This brilliant article by Regency Romance novelist Elizabeth Rolls contains some very relevant advice for authors wanting to set their novels in historic periods.

We need to know how people lived.  How did they light a fire before matches were invented?  And how did you use a tinder box anyway?  How did they go to the toilet?  What did the beds look like?  A bath?  How did people dine?  What sort of porcelain did they eat off? 

Ninety per cent of your knowledge doesn’t make it onto the page directly.  But knowing it stops you putting things on the page that shouldn’t be there.

I did extensive research regarding lavatory engineering and plumbing in Regency London for The Disapproving Duke, for the scene where Mary shows Diana their “water closet” – the very latest in sanitary technology. It was a lot of research for just one sentence, but those details are what transports a reader to the past as authentically as possible.

For example, there is very little point in writing a Regency with a heroine who desperately wants to be a lawyer and a hero who objects. It’s a non issue. You could, however, have a heroine who is a writer. The hero might well have a few issues with his beloved earning money in that way.

This comment by Elizabeth Rolls rings particularly true – a major bugbear of mine as a reader is authors writing Historical Romances and having the heroine do something really anachronistic. If you want an 18th century woman cardiologist, write a portal romance like Lost In Austen.

Modern-day attitudes are also problematic in historic characters:

Drugs are a completely different issue in the early nineteenth century to what they are today. Everyone took opium in the form of laudanum and its effects were not widely understood. So it was no good having Verity miraculously know what the problem was and start a rehabilitation centre. There was no point in giving her a 21st century pc attitude to drugs.

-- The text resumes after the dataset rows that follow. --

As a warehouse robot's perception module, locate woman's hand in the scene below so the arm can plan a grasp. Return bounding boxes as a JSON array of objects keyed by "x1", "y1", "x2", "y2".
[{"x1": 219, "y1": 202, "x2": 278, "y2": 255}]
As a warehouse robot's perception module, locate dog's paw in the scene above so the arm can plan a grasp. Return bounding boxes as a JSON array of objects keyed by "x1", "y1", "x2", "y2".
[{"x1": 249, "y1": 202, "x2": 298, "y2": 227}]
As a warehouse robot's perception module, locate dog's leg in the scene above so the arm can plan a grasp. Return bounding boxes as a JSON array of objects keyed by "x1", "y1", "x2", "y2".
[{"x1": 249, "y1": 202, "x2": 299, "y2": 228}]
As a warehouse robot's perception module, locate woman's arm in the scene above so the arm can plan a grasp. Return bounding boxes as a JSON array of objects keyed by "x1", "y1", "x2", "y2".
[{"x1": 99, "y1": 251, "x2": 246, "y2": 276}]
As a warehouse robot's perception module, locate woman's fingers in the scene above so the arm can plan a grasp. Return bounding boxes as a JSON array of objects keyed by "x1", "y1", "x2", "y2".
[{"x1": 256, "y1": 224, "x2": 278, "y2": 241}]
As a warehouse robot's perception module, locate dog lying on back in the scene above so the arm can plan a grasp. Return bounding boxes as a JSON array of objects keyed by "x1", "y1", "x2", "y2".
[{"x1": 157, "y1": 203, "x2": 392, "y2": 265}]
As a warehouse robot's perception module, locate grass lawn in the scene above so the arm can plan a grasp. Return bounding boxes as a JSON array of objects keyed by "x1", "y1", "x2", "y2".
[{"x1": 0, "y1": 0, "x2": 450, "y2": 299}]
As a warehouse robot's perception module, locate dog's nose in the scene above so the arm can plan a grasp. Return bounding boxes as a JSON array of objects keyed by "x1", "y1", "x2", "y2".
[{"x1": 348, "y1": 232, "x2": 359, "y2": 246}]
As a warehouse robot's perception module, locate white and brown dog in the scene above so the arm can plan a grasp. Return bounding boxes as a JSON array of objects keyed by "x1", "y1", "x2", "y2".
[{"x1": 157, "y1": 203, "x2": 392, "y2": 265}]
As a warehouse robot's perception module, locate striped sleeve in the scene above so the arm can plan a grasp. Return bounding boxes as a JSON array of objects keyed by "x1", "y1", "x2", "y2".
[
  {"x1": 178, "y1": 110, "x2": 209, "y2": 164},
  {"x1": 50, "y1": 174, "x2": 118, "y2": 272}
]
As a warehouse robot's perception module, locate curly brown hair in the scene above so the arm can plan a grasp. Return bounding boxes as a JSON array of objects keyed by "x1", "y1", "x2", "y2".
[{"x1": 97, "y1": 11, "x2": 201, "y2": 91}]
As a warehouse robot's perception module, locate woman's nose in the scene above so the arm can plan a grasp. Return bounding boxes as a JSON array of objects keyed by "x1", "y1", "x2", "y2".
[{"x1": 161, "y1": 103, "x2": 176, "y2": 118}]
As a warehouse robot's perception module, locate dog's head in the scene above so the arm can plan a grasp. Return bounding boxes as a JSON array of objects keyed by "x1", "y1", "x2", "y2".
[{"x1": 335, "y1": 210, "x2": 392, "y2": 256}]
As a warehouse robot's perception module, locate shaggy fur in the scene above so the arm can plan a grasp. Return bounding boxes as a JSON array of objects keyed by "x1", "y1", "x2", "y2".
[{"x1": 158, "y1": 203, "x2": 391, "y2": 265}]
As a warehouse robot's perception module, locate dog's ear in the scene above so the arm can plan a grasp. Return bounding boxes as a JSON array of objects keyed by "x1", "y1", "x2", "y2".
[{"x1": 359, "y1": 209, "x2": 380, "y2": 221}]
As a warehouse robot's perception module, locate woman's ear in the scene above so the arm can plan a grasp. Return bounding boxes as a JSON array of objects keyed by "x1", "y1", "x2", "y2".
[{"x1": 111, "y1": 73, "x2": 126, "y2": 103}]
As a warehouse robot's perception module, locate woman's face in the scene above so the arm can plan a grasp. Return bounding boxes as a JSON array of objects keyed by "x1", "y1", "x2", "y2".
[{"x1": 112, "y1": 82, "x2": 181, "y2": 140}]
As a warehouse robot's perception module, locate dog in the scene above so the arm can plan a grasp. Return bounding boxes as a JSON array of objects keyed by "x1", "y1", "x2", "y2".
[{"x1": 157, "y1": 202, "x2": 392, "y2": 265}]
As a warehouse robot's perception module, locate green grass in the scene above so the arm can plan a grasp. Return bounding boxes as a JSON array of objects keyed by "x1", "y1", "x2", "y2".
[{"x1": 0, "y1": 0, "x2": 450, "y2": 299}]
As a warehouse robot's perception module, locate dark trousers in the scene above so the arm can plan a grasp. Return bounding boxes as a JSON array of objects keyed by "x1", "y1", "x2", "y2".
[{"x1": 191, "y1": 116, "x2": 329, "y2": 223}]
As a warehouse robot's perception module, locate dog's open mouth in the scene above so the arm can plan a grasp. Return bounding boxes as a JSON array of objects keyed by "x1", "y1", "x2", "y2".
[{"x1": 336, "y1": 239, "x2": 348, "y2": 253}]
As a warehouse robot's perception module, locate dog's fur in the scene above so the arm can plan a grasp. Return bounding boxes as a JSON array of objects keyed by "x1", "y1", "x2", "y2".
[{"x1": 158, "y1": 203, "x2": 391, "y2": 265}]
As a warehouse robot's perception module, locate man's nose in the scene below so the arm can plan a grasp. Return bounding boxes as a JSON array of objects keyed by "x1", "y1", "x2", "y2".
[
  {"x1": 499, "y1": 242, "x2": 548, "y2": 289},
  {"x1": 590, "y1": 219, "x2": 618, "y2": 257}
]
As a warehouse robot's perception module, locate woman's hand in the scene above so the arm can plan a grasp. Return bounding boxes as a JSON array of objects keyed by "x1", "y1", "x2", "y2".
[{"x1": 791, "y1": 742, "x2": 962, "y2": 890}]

Heroines with overly progressive/modern-day attitudes is another issue in many historic-set novels. I had readers query whether Lily in The Substitute Bride would have realistically been quite so open-minded about (or even aware of) gay relationships in the early 1800s, and it’s a fair question.

Again, if you want your heroine to be a campaigning feminist, do a portal romance. Bring someone back from the modern era into the past and let them rip – just as Rosalind Tate does in her series The Shorten Chronicles.